Human and LLM-Based Voice Assistant Interaction: An Analytical Framework for User Verbal and Nonverbal Behaviors

Szeyi Chan,Shihan Fu,Jiachen Li,Bingsheng Yao,Smit Desai,Mirjana Prpa,Dakuo Wang
2024-09-03
Abstract:Recent progress in large language model (LLM) technology has significantly enhanced the interaction experience between humans and voice assistants (VAs). This project aims to explore a user's continuous interaction with LLM-based VA (LLM-VA) during a complex task. We recruited 12 participants to interact with an LLM-VA during a cooking task, selected for its complexity and the requirement for continuous interaction. We observed that users show both verbal and nonverbal behaviors, though they know that the LLM-VA can not capture those nonverbal signals. Despite the prevalence of nonverbal behavior in human-human communication, there is no established analytical methodology or framework for exploring it in human-VA interactions. After analyzing 3 hours and 39 minutes of video recordings, we developed an analytical framework with three dimensions: 1) behavior characteristics, including both verbal and nonverbal behaviors, 2) interaction stages--exploration, conflict, and integration--that illustrate the progression of user interactions, and 3) stage transition throughout the task. This analytical framework identifies key verbal and nonverbal behaviors that provide a foundation for future research and practical applications in optimizing human and LLM-VA interactions.
Human-Computer Interaction
What problem does this paper attempt to address?

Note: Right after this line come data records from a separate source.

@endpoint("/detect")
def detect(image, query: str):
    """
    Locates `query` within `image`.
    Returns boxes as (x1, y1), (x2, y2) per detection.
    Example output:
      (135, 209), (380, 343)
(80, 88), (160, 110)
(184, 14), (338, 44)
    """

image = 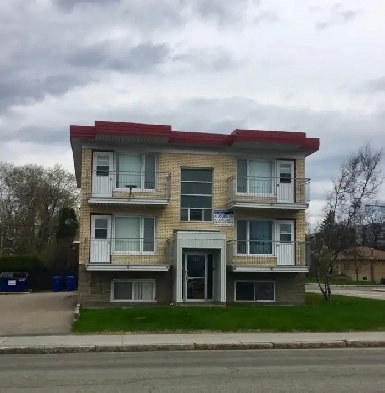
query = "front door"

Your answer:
(277, 161), (295, 203)
(90, 215), (111, 263)
(182, 254), (213, 302)
(92, 151), (115, 198)
(276, 221), (295, 266)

### What problem does this paper attempt to solve? This paper aims to explore the behavioral characteristics of users when interacting with voice assistants based on large language models (LLM-VA) for complex tasks and proposes an analytical framework to study users' verbal and non-verbal behaviors. Specifically, the paper analyzes users' verbal and non-verbal behaviors during interactions with LLM-VA in a cooking task scenario and develops an analytical framework with three dimensions: 1. **Behavioral Characteristics**: Including verbal behaviors (such as voice interactions, inquiries, etc.) and non-verbal behaviors (such as eye contact, gestures, changes in tone, etc.). 2. **Interaction Stages**: Exploration, Conflict, and Integration stages, describing the progression of user interactions. 3. **Stage Transitions**: Studying the dynamic changes between stages, such as the transition from the Conflict stage to the Integration stage or regression from the Integration stage back to the Conflict stage. Through this framework, the paper hopes to provide a theoretical foundation and support for future optimization of human-LLM-VA interactions. The study also emphasizes the importance of non-verbal behaviors in human-computer interaction and validates the framework's effectiveness through actual data (3 hours and 39 minutes of video recordings). Ultimately, the goal of the paper is to improve the design of LLM-VA by understanding and analyzing these dynamic changes, making them more natural and efficient in serving users.